Question d'origine :
Cher guichet,
J'ai entendu qu'à la fin du XVIIIe et au XIX e siècles, les promoteurs estimaient que la température idéale des appartements en ville devait se situer entre 12 et 15 °C. et on s'habillait en conséquence.
Qu'en était-il dans les siècles auparavant :ville et campagne ?
Quand le confort moderne a donné des normes habituelles de 18° C dans les chambres à coucher, 20 dans le living et 22°C dans les salles de bain, normes qu'on tend à diminuer actuellement ?
Cordialement.
Réponse du Guichet
La citation de Rabelais «l’homme assis face à la cheminée se gèle le cul et se rôtit les marrons » ou celle, au milieu du XIXe siècle, de George Sand « Le froid est mon ennemi personnel » sont on ne peut plus explicites : nos ancêtres avaient froid !
Bonjour,
L’ouvrage de Béatrice Fontanel, Nos maisons. Du Moyen Age au XXe siècle montre combien nos ancêtres subissaient le froid. Ainsi, pour ne citer que quelques extraits, l’autrice écrit,
p. 36 :
Il fait si froid dans les maisons que les gens n’y restent jamais longtemps. Nez au vent, ils sortent de chez eux à la moindre occasion. Ils se réunissent chez l’un ou l’autre ou à l’auberge, parce que ces déplacements les aident à supporter les températures les plus basses …même chez les grands seigneurs, le chauffage laisse à désirer. Pourtant les cheminées sont souvent monumentales: on peut y faire brûler des troncs entiers (...) Mais ces feux ne permettent pas vraiment de se réchauffer. Rabelais l’avait remarqué avec un vrai sens du raccourci: «l’homme assis face à la cheminée se gèle el cul et se rôtit les marrons.

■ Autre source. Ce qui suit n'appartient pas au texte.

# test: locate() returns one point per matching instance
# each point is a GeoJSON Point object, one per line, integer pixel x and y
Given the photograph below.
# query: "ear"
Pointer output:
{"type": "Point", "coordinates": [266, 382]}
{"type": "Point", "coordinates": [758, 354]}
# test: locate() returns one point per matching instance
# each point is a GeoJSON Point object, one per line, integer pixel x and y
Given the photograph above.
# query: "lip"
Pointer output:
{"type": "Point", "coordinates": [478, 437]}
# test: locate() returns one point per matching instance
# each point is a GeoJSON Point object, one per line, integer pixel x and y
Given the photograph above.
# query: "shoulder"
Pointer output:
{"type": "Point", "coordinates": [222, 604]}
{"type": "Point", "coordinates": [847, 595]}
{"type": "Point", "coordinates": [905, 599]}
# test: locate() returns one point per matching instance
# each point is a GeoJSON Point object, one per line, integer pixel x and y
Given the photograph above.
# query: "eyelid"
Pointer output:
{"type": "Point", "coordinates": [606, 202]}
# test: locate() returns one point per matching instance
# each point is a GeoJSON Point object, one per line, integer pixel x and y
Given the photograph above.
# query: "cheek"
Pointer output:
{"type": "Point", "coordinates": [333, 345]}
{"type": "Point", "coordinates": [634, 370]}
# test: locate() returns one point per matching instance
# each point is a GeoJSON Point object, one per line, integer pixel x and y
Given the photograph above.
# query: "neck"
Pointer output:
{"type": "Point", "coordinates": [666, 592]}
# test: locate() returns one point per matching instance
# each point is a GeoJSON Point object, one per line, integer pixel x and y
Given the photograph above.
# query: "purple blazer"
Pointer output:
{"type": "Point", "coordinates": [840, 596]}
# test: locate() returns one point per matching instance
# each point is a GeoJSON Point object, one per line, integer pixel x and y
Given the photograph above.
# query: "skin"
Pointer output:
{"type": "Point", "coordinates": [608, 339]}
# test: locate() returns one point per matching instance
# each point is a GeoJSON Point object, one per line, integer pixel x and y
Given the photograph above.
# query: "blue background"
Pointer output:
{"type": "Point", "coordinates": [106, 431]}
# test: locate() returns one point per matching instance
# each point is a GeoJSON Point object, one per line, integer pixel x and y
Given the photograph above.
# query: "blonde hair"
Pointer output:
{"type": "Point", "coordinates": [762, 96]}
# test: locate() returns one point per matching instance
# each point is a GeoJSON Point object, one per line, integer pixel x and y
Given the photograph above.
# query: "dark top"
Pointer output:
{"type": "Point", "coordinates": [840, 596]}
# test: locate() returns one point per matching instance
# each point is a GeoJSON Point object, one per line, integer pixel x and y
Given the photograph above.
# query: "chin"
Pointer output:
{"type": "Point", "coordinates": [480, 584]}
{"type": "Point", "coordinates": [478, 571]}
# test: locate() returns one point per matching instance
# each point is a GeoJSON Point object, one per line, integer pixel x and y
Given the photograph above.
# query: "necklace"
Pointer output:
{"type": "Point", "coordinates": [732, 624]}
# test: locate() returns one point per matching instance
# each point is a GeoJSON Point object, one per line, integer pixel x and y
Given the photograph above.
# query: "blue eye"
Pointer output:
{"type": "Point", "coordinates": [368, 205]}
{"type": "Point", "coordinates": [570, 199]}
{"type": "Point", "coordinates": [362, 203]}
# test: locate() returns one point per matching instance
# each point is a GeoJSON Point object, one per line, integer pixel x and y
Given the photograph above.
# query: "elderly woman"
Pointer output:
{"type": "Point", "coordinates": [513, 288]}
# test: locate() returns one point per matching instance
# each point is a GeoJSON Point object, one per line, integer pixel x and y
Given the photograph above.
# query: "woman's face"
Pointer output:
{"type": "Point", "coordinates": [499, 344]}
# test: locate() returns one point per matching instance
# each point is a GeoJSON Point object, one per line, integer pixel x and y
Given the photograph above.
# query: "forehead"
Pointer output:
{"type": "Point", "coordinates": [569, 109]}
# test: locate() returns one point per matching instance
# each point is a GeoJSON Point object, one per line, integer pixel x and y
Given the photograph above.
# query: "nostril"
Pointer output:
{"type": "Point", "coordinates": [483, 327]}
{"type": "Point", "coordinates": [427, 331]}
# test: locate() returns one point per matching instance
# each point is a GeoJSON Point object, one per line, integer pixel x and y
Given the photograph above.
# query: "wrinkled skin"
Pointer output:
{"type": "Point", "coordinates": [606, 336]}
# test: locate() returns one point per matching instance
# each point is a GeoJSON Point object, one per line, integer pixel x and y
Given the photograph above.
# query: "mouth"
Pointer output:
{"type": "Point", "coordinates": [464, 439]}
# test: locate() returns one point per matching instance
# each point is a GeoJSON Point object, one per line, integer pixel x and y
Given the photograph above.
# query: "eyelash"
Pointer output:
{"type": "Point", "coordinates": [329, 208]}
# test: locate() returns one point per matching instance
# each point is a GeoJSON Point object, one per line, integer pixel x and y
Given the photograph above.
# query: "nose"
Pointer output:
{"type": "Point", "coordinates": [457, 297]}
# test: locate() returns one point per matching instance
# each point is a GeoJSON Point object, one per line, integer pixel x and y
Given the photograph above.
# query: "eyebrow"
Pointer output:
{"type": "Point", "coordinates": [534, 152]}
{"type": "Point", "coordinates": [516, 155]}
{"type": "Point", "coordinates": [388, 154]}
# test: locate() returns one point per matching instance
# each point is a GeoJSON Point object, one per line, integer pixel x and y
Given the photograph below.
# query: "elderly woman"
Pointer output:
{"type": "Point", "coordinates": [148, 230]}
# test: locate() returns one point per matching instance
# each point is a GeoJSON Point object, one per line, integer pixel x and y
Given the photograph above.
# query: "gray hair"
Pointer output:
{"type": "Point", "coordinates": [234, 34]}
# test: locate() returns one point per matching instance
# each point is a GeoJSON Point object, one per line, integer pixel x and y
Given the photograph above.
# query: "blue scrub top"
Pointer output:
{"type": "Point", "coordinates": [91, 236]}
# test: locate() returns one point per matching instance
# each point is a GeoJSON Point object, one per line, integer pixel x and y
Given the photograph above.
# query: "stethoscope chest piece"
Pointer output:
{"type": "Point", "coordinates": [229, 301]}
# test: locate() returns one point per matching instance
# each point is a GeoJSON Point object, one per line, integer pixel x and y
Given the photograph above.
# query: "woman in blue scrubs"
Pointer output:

Aussi de nombreux accessoires furent inventés pour vaincre le siège implacable du froid.Les bassinoires de cuivre et les bouillottes servaient à chauffer les draps glacés et humides des lits. Les moines étaient d’étranges ustensiles qui se composaient d’une carcasse en bois ou en osier destinée à maintenir les draps écartés. Un réchaud était suspendu à ce châssis, et la chaleur se répartissait à l’intérieur du lit plus uniformément qu’avec une bouillotte. Les chaufferettes posées au sol empêchaient d’avoir les pieds gelés.
(…)
Avec la diffusion du poêle, au XVIIIe siècle, s’esquissent une mutation des gestes et une réelle transformation des modes de vie qui annoncent le confort, notion en vogue au XIXe siècle. Par la suite, l’arrivée de nouveaux combustibles ou énergies – le gaz, le charbon, l’électricité, le fioul – allait peu à peu faire oublier combien les générations précédentes avaient souffert du froid.
(…)
p. 39
Il fallut du temps et bien des tâtonnements avant de parvenir aux cheminées que nous connaissons, adossées au mur, avec leur hotte et leur conduit aménagé dans la pierre pour déboucher sur le toit. Pendant longtemps, l’usage fut d’abord celui du foyer central installé sur une grande caisse de terre ou sur un pavage de briques ou de pierres permettant aux paysans de s’installer tout autour (…)
p. 40
mais ces massives et majestueuses cheminées étaient très rudimentaires (..) ainsi à Versailles, comme le rapporte la princesse Palatine le 3 février 1695, les vastes cheminées n’empêchaient pas le vin de geler dans les verres.
(…)
Malgré les progrès accomplis, la cheminée restait un médiocre moyen de chauffage.
p. 42
du XVIIe au XVIIIe siècle, deux manières de se chauffer rivalisent en Europe: celle de la cheminée, qui règne en maîtresse en France, et celle du poêle, bien connu dans tous les pays du Nord et de l’Est
p. 46
après avoir eu beaucoup de mal à s’imposer dans nos contrées, le poêle finit par pénétrer dans les maisons (…) on s’habitua vite à la chaleur mieux diffusée, plus régulière et économe de ces nouveaux petits appareils.
(…)
p. 48
Au début du XXe siècle, le gaz, l’électricité et le pétrole triompheront du charbon de terre dans les maisons des citadins (…) a la fin du XIXe siècle, des formes de chauffage collectif apparaissent (…) La chaudière à gaz et même à l’électricité fait alors son apparition, avec les radiateurs en fonte.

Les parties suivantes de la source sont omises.